Jay Turner-Cooke

Personal information
- Full name: Jay Turner-Cooke
- Date of birth: 31 December 2003 (age 22)
- Place of birth: South Shields, England
- Height: 1.79 m (5 ft 10 in)
- Position: Midfielder

Team information
- Current team: Shrewsbury Town
- Number: 7

Youth career
- 0000–2021: Sunderland
- 2021–2023: Newcastle United

Senior career*
- Years: Team / Apps / (Gls)
- 2023–2025: Newcastle United / 0 / (0)
- 2023: → Tranmere Rovers (loan) / 12 / (0)
- 2023–2024: → St Johnstone (loan) / 6 / (0)
- 2025–2026: FC Halifax Town / 37 / (4)
- 2026–: Shrewsbury Town / 7 / (0)

= Jay Turner-Cooke =

English footballer (born 2003)

Jay Turner-Cooke (born 31 December 2003) is an English professional footballer who plays as a midfielder for club Shrewsbury Town.

==Career==
Turner-Cooke began his career with Sunderland, moving to Newcastle United in January 2021. He spent time training with the Newcastle first-team.

Turner-Cooke moved on loan to Tranmere Rovers in January 2023. He also signed a new contract with Newcastle.

On 24 August 2023, Turner-Cooke joined Scottish Premiership club St Johnstone on a season-long loan.

He was released by Newcastle at the end of the 2024–25 season.

In August 2025 he signed for FC Halifax Town.

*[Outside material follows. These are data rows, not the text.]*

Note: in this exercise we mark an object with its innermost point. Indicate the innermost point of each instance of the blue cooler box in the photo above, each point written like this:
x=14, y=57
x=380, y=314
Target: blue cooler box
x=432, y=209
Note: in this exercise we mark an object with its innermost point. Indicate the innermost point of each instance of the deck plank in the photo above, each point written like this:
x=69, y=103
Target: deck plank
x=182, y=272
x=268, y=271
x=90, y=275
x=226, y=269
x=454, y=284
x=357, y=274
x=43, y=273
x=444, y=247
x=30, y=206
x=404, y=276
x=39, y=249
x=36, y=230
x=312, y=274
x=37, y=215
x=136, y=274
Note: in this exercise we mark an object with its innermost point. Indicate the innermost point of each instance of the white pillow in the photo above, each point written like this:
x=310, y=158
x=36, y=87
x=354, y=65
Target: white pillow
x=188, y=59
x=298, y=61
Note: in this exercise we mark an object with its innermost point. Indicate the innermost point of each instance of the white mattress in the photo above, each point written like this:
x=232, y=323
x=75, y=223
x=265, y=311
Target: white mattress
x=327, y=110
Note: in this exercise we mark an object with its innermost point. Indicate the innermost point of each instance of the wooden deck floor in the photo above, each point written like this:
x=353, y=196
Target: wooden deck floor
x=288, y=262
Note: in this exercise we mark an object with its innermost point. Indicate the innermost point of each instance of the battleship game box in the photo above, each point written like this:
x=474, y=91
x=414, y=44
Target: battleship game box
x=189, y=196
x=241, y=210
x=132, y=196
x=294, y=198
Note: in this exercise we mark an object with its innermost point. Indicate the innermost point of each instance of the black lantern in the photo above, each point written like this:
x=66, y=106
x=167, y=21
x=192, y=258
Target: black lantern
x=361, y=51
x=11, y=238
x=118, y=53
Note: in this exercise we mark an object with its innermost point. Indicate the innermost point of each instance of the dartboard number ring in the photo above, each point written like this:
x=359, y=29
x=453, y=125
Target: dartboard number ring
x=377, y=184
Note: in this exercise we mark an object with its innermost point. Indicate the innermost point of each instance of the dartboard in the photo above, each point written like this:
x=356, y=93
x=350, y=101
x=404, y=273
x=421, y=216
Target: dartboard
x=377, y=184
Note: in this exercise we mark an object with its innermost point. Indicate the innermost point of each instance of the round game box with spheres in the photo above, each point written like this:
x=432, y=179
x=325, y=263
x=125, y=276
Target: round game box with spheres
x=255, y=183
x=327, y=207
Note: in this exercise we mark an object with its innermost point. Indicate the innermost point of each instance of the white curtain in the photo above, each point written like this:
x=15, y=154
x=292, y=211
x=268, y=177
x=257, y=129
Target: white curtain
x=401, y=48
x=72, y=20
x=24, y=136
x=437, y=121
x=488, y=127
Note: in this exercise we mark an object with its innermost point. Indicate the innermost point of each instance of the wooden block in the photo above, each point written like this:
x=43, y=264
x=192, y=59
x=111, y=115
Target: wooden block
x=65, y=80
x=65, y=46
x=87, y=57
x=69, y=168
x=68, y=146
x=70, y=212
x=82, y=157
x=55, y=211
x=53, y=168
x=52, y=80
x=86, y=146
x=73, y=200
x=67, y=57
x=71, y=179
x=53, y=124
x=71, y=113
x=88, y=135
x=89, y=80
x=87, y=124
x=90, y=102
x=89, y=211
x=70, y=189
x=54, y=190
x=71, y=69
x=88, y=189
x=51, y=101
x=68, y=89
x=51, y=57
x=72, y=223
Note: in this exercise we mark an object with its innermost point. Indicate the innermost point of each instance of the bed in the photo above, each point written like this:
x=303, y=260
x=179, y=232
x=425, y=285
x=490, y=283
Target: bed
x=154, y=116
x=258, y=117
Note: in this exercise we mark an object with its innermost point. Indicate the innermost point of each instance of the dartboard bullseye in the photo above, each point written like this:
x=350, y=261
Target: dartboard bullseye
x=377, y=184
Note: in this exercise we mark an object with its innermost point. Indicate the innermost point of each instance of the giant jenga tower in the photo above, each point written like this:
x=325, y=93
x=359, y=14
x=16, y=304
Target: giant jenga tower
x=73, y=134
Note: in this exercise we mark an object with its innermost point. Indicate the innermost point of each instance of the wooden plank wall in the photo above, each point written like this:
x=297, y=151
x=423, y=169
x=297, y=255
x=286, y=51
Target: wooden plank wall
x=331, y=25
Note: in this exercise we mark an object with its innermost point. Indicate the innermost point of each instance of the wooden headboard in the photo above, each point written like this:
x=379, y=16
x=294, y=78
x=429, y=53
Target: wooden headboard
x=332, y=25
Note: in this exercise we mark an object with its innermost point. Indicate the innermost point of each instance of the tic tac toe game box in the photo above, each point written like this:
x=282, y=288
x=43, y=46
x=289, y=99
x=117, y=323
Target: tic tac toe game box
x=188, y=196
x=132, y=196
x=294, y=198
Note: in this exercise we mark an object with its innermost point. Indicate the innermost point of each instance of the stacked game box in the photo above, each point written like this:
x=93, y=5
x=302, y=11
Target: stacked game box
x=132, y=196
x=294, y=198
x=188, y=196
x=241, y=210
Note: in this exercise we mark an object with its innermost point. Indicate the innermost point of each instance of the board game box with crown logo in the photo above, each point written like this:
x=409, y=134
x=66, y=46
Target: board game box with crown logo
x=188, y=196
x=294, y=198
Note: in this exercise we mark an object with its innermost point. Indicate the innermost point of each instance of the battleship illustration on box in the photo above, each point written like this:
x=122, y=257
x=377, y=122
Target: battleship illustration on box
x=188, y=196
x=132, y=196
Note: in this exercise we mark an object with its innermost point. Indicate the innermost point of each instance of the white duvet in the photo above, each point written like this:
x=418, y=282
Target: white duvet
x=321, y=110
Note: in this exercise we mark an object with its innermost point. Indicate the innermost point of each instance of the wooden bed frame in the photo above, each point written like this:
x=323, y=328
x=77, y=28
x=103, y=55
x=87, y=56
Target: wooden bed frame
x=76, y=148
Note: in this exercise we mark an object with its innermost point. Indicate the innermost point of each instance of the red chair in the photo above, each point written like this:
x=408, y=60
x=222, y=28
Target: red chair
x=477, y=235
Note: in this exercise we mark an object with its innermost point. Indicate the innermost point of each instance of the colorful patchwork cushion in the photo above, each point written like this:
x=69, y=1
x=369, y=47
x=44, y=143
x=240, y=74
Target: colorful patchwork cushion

On 4 July 2026, he signed for EFL League Two club Shrewsbury Town.

==Career statistics==

Appearances and goals by club, season and competition
| Club | Season | League |  |  | National cup |  | League cup |  | Other |  | Total |  |
| Division | Apps | Goals | Apps | Goals | Apps | Goals | Apps | Goals | Apps | Goals |
| Newcastle United | 2022–23 | Premier League | 0 | 0 | 0 | 0 | 0 | 0 | — |  | 0 | 0 |
| 2023–24 | Premier League | 0 | 0 | 0 | 0 | 0 | 0 | — |  | 0 | 0 |
| 2024–25 | Premier League | 0 | 0 | 0 | 0 | 0 | 0 | — |  | 0 | 0 |
| Total |  | 0 | 0 | 0 | 0 | 0 | 0 | 0 | 0 | 0 | 0 |
| Tranmere Rovers (loan) | 2022–23 | League Two | 12 | 0 | 0 | 0 | 0 | 0 | 0 | 0 | 12 | 0 |
| St Johnstone (loan) | 2023–24 | Scottish Premiership | 6 | 0 | 0 | 0 | 0 | 0 | — |  | 6 | 0 |
| FC Halifax Town | 2025–26 | National League | 37 | 4 | 1 | 0 | 0 | 0 | 1 | 1 | 39 | 5 |
| Shrewsbury Town | 2026–27 | League Two | 7 | 0 | 0 | 0 | 2 | 0 | 0 | 0 | 9 | 0 |
| Career total |  |  | 62 | 4 | 1 | 0 | 2 | 0 | 1 | 1 | 66 | 5 |

==Personal life==
His father is former player John Cooke, who was later Sunderland's kit man.